Net cash provided by (used in) operating activities was approximately $(21.3) million for the three months ended March 31, 2026 compared to approximately $(14.7) million for the three months ended March 31, 2025. The increase of approximately $6.6 million in cash used in operating activities was primarily driven by an increase in net loss of $5.9 million, an increase in cash used for operating assets and liabilities, primarily related to changes in other assets, accrued expenses and other current liabilities, offset by a decrease in accounts payable, resulting principally from the timing of payments to our service providers of $1.3 million, and by an increase in non-cash items, consisting principally of accretion of discount on marketable debt securities and stock-based compensation expense of $0.5 million.

Net cash provided by (used in) investing activities was approximately $(14.7) million for the three months ended March 31, 2026 compared to approximately $(58.4) million for the three months ended March 31, 2025. The decrease in cash used of $43.6 million resulted primarily from a decrease in purchases of marketable debt securities of $22.0 million as well as an increase in proceeds from marketable debt securities matured and redeemed of $21.6 million.

Net cash provided by (used in) financing activities was $1.1 million for the three months ended March 31, 2026 compared to $1.7 million for the three months ended March 31, 2025. The $0.6 million decrease was primarily driven by proceeds received in the prior-year period of $2.5 million from the net proceeds of the underwriters' overallotment option exercised in connection with the December 2024 Public Offering, as compared to, proceeds received during the current period of $1.9 million from the exercise of common warrants.

Contractual and Other Obligations

Operating lease obligations

Our operating lease obligations primarily consist of lease payments on our corporate headquarters in New York, New York, as well as lease payments for our development laboratory, a manufacturing facility and an additional manufacturing space, all located in North America which are described in further detail in Note 8 of our condensed consolidated financial statements included in this Quarterly Report on Form 10-Q.

Other obligations

From time to time, we enter into certain types of contracts that contingently require us to indemnify parties against third-party claims, supply agreements and agreements with directors and officers.
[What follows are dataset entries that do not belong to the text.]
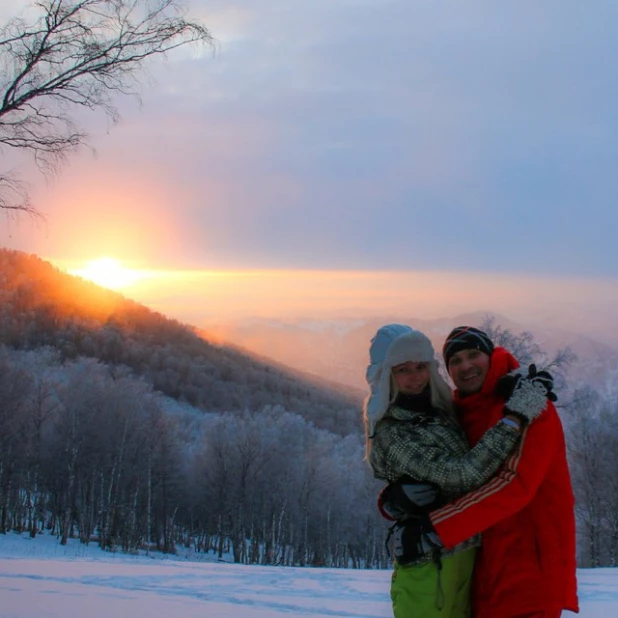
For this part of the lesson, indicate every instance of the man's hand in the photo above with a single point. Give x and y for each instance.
(402, 499)
(508, 384)
(530, 394)
(543, 378)
(413, 539)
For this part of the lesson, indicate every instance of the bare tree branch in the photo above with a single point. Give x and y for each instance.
(78, 53)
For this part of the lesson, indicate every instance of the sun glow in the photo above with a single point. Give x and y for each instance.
(109, 273)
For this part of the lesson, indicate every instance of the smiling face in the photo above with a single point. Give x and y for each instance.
(468, 370)
(410, 377)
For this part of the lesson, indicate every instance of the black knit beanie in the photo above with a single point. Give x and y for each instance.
(466, 338)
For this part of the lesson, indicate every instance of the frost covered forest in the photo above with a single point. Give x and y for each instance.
(126, 429)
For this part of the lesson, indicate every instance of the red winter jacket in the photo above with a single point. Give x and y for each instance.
(527, 561)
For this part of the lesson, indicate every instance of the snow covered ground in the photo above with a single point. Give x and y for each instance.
(41, 579)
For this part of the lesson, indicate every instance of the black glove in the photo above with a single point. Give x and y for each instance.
(412, 539)
(506, 385)
(545, 379)
(403, 498)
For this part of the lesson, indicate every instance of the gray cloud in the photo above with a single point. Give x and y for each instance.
(386, 134)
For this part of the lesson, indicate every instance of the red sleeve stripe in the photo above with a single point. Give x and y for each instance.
(501, 480)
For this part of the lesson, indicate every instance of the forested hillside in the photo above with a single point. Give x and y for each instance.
(121, 427)
(42, 306)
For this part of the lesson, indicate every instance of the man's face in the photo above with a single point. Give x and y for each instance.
(468, 370)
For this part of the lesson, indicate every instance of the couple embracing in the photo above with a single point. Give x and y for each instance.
(478, 484)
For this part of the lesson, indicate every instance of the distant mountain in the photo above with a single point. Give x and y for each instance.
(42, 306)
(339, 349)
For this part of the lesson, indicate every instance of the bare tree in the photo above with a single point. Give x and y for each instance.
(525, 348)
(76, 54)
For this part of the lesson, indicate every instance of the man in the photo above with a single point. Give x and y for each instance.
(526, 566)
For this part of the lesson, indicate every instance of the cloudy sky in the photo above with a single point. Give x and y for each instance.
(469, 145)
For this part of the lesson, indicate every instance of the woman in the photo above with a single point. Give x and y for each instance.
(412, 434)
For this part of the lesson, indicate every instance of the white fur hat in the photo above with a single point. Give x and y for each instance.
(392, 345)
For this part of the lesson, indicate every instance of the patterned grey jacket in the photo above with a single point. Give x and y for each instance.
(431, 447)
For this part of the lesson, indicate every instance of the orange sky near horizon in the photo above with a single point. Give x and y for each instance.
(204, 298)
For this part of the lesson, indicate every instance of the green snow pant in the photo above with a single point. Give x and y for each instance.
(424, 591)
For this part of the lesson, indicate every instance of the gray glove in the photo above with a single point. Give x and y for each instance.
(528, 400)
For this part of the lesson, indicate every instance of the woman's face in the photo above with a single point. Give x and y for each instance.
(411, 378)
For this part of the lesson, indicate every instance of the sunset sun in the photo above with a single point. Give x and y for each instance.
(108, 272)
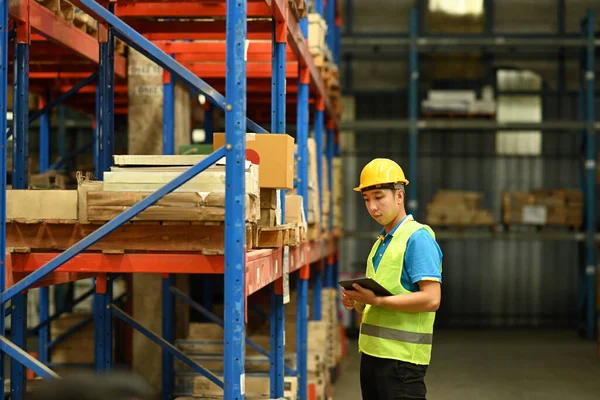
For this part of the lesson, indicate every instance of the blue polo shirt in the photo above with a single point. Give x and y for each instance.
(421, 259)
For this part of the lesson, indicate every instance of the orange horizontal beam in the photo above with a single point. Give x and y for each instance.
(201, 36)
(214, 47)
(60, 31)
(186, 10)
(56, 278)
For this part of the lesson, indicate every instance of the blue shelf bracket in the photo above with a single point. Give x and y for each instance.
(103, 323)
(18, 328)
(216, 320)
(329, 282)
(413, 101)
(235, 201)
(278, 125)
(44, 332)
(17, 353)
(168, 113)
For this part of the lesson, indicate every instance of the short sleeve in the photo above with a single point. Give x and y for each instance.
(423, 257)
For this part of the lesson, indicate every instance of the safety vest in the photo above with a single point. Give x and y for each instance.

The terms of such obligations vary by contract and in most instances a maximum dollar amount is not explicitly stated therein. Generally, amounts under these contracts cannot be reasonably estimated until a specific claim is asserted, thus no liabilities have been recorded for these obligations on our condensed consolidated balance sheet for the periods presented.

We enter into contracts in the normal course of business with CROs, CDMOs and clinical sites for the conduct of clinical trials, non-clinical research studies, professional consultants for expert advice and other vendors for clinical supply manufacturing or other services. These contracts generally provide for termination on notice, and therefore are cancelable contracts.
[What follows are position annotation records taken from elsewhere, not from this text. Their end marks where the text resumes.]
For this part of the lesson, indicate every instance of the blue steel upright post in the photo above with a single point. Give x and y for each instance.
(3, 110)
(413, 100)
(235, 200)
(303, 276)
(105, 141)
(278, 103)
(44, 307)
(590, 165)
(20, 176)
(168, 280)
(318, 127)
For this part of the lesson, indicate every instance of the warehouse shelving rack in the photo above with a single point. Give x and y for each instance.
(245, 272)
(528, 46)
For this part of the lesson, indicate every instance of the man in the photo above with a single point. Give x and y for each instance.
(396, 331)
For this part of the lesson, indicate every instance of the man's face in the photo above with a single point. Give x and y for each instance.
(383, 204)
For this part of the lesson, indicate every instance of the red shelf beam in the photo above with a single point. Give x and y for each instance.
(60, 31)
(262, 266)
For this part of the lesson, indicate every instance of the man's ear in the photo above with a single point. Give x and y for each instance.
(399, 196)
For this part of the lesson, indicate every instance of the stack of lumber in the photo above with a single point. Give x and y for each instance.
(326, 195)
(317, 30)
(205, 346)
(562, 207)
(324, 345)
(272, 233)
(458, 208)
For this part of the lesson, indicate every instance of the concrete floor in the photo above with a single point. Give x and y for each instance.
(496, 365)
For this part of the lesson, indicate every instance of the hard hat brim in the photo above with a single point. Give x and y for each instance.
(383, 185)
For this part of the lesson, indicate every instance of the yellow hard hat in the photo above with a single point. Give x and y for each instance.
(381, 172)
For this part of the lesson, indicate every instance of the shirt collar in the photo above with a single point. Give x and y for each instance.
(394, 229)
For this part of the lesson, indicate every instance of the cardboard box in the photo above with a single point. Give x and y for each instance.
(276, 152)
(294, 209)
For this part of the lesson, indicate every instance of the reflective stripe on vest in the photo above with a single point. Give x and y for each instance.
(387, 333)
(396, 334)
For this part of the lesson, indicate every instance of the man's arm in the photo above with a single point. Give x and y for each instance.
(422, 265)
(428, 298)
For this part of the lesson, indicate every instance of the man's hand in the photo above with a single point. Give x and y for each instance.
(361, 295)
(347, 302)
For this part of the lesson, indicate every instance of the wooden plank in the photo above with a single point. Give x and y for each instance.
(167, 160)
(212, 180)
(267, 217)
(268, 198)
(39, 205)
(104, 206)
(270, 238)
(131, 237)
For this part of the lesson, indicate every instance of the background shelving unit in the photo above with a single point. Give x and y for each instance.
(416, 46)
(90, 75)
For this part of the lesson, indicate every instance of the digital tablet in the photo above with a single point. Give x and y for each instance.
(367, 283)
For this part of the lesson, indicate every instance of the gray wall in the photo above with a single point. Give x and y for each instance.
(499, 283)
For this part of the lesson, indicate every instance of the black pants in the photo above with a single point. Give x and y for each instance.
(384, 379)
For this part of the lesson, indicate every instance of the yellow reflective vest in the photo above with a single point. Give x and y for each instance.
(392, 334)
Certain of these agreements require us to pay milestones to such third parties upon achievement of certain development, regulatory or commercial milestones as further described in Note 9 of our condensed consolidated financial statements included elsewhere in this Quarterly Report on Form 10-Q. Amounts related to contingent milestone payments are not considered contractual obligations as they are contingent on the successful achievement of certain development, regulatory approval and commercial milestones, which may not be achieved.
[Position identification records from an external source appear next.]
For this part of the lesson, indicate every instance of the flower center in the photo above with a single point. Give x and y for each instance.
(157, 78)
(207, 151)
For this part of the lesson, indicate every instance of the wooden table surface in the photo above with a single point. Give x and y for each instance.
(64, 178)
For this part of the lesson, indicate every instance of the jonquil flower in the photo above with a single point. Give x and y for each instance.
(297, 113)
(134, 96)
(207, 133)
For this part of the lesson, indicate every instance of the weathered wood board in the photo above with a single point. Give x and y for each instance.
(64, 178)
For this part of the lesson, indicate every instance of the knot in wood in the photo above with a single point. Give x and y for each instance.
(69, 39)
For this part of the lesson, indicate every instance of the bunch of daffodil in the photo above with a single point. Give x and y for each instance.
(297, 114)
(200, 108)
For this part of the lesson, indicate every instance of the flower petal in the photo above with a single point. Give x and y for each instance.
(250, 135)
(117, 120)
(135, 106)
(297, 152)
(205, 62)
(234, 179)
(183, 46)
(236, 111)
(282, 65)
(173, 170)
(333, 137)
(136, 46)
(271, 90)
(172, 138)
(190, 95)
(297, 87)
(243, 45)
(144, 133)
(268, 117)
We also have obligations to make future payments to third parties that become due and payable on the achievement of certain milestones, including future payments to third parties with whom we have entered into research, development and commercialization agreements. We have not included these commitments on our condensed consolidated balance sheet for the periods presented because the achievement and timing of these milestones is not fixed and determinable.

Off-Balance Sheet Arrangements

We did not have, during the periods presented, and we do not currently have, any off-balance sheet arrangements, as defined under the applicable regulations of the SEC.